Van Damme’s star was fading. The public’s patience for Denis Rodman was waning. “Double Team” further stacked the deck against itself by casting Mickey Rourke as the villain. Rourke was officially washed up by 1997. Determined to match Van Damme’s martial art skills, Rourke underwent a heavy training regiment. He displays this during the climatic show-down, where he shows off his toned, glistening pecs and jump kicks. (Weirdly, Jean-Claude keeps his shirt on.) Rourke fluctuates between acting like a sleazy, snake-lipped conman and a monosyllabic psychopath. His grudge against Jack Quinn is personal but the film doesn’t do a good job of illustrating this. Adding another weird layer to “Double Team” is the theme of fatherhood. Quinn indirectly killed Stavros’ son, so he kidnaps Quinn’s unborn child. What relation does this concept have with the film’s kooky spy story and high-kicking action? Not much.

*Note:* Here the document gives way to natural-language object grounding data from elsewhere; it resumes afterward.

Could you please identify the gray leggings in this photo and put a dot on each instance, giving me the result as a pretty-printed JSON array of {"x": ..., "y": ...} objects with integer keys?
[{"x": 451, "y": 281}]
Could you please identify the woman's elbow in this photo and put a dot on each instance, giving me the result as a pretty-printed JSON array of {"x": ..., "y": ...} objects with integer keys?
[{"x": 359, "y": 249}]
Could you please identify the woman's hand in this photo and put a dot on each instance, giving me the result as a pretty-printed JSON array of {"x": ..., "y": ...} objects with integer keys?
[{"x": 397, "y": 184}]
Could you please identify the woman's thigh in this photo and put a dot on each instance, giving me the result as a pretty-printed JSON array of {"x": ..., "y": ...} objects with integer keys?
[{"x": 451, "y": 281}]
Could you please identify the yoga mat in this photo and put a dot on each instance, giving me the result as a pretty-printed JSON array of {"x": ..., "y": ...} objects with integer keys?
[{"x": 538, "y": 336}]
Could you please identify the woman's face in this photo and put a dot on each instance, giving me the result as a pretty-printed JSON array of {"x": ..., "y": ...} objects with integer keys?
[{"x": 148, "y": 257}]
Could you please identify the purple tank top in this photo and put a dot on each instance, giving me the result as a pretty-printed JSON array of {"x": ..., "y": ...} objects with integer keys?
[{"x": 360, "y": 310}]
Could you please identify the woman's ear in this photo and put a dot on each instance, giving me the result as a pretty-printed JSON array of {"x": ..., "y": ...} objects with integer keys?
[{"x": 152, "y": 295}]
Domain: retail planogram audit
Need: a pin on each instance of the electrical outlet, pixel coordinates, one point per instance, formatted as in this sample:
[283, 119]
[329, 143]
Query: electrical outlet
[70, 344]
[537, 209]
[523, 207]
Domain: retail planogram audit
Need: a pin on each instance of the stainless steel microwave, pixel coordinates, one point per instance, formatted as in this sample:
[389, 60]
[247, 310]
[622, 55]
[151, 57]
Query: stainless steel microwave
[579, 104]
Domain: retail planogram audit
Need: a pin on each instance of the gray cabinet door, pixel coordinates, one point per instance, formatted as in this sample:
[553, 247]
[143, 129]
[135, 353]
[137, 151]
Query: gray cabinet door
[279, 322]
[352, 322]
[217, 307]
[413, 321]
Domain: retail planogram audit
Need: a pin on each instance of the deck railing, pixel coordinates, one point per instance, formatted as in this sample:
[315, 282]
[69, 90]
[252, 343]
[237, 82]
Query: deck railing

In addition to everything else, there’s also a scene where Van Damme dresses up like a goth teenager. That “Double Team” received a harsh greeting from critics and the public isn’t a shock. The script is a total mess and the execution is completely ridiculous. That doesn’t mean the movie isn’t fun. In fact, “Double Team” is a blast from beginning to end. Put yourself on the film’s outrageous wavelength and you might have a good time with it too. [8/10]

[THE VAN DAMMAGE: 5 outta 5]
[X] An Entire Fight, Sans Shirt*
[X] Close-Up Screaming
[X] Dancing
[X] Jump-Kicks A Guy, Through Something
[X] Performs Either a Split or a Spinning Roundhouse Kick

*He fights a bathtub. I’m counting it.